In 2011, the Edmonton Oilers sent him to Los Angeles, and he went from a team at the bottom of the league to one fighting to make the postseason. And while the jump he’s making this season is from Anaheim, the first-place team in the NHL, to a Capitals squad that is fighting to simply make the playoffs, Penner said the transition won’t be a problem.

“It maybe bodes a lot better for me having been on a good team. I think when you come from a team that’s dead last you maybe get in some bad habits,” Penner said Wednesday. “There’s a reason why teams are in last place and it’s a mentality sometimes. I’m coming from a good place mentally being on a team that was number one for how many months and getting confidence that way.”

Capitals acquire Penner from Anaheim

Penner didn’t have an especially memorable debut with Washington against Philadelphia, but his role on the power play became quite clear as he resided in front of the opposing net for nearly all of his 2:51 on the man advantage.
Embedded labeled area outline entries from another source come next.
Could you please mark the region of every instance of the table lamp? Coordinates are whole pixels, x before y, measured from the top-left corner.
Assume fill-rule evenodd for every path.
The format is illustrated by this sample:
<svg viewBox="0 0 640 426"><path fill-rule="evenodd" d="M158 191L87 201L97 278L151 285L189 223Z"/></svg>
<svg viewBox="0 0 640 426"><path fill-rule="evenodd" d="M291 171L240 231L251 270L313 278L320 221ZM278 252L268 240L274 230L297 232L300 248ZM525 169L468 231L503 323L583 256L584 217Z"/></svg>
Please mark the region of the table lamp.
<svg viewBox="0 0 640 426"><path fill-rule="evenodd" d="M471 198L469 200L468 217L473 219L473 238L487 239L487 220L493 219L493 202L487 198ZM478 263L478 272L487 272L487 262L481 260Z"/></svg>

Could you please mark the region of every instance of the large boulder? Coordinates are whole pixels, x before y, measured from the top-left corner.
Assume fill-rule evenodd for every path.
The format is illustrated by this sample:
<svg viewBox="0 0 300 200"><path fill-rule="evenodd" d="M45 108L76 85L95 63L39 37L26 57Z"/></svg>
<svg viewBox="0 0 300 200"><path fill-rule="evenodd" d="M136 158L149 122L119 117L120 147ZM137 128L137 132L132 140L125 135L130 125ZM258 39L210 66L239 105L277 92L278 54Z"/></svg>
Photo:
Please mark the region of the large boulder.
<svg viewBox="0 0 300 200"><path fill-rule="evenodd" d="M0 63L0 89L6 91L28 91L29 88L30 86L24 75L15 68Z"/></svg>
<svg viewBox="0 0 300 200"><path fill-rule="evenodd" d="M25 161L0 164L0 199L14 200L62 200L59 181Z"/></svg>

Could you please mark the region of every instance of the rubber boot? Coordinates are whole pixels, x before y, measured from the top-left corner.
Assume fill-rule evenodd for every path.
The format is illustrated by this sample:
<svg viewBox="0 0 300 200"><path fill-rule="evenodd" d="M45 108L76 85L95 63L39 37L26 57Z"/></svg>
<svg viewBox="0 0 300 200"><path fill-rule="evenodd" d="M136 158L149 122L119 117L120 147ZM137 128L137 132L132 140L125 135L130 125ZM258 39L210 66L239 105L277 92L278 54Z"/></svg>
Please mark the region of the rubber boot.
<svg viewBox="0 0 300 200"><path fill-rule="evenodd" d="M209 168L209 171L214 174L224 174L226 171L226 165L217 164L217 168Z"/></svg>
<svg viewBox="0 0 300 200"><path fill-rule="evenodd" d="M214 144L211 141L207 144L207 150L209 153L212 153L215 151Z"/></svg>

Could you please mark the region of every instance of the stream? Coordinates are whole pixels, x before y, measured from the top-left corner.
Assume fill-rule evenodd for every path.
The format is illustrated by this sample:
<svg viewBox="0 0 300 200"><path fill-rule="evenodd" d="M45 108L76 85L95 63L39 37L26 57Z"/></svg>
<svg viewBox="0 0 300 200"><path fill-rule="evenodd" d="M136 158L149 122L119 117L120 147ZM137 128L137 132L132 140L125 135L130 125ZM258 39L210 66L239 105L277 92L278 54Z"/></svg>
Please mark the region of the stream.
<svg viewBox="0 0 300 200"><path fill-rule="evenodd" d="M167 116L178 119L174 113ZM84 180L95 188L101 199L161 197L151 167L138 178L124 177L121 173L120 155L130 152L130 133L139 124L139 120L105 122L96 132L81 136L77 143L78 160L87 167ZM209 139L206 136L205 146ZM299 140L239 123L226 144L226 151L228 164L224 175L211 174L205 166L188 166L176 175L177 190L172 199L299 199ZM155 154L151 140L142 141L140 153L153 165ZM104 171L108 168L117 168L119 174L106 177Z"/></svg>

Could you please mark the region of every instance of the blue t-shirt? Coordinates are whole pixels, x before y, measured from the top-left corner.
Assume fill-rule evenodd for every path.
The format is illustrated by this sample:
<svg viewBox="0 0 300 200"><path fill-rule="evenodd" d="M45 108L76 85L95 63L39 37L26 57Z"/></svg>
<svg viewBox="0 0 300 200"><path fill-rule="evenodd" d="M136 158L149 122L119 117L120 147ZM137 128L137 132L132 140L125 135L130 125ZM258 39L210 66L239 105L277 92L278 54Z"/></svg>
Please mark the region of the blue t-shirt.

There’s an inherent challenge for players to assimilate into a new team both on and off the ice in the middle of a season, though. For some it can be a lengthy process, for others it’s as though nothing ever changed. Penner has a reputation of being the latter, an easy-going player with a droll sense of humor but it still takes some time.

“I think it’s our job to help him get acclimated as fast as he can and not put too much strain on him,” Coach Adam Oates said. “But in saying that I think he’s been around the block enough to know how to play and contribute.”

After his first game with the Capitals, Penner acknowledged that there is a learning process.

“There’s little tweaks,” Penner said. “I think systems aren’t as tough as figuring out tendencies of your teammates and them figuring out tendencies of myself. That’s a comfort level that I will try and obtain quickly.”

NHL height and weights are generally understood to be exaggerations in most cases, but in Penner’s case, 6 feet 4 and 247 pounds is not an overstatement, and even new teammates who were used to facing him in the Western Conference gained a new appreciation for the addition of a hulking power forward.

“He’s bigger in person than I thought he was,” Troy Brouwer said. “I know he’s a monster on the ice but sometimes pads can be deceiving. He’s a big guy, he likes to play in those dirty areas. Every time you watch the highlights he’s in front, protects the puck real well and brings a lot of experience to our team.”

Brooks Laich also liked that in terms of moves for the forward group, the Capitals replace the departed Martin Erat with a more gritty presence in Penner.

“We swapped out a perimeter guy for a guy that runs toward the fire,” Laich said of Penner. “This guy goes in, he goes around the net he’s a big body he protects the puck he can take on the one, two or three defenders. He leans on people, he plays downhill hockey. I think he brings a lot of things to our team that we really needed.”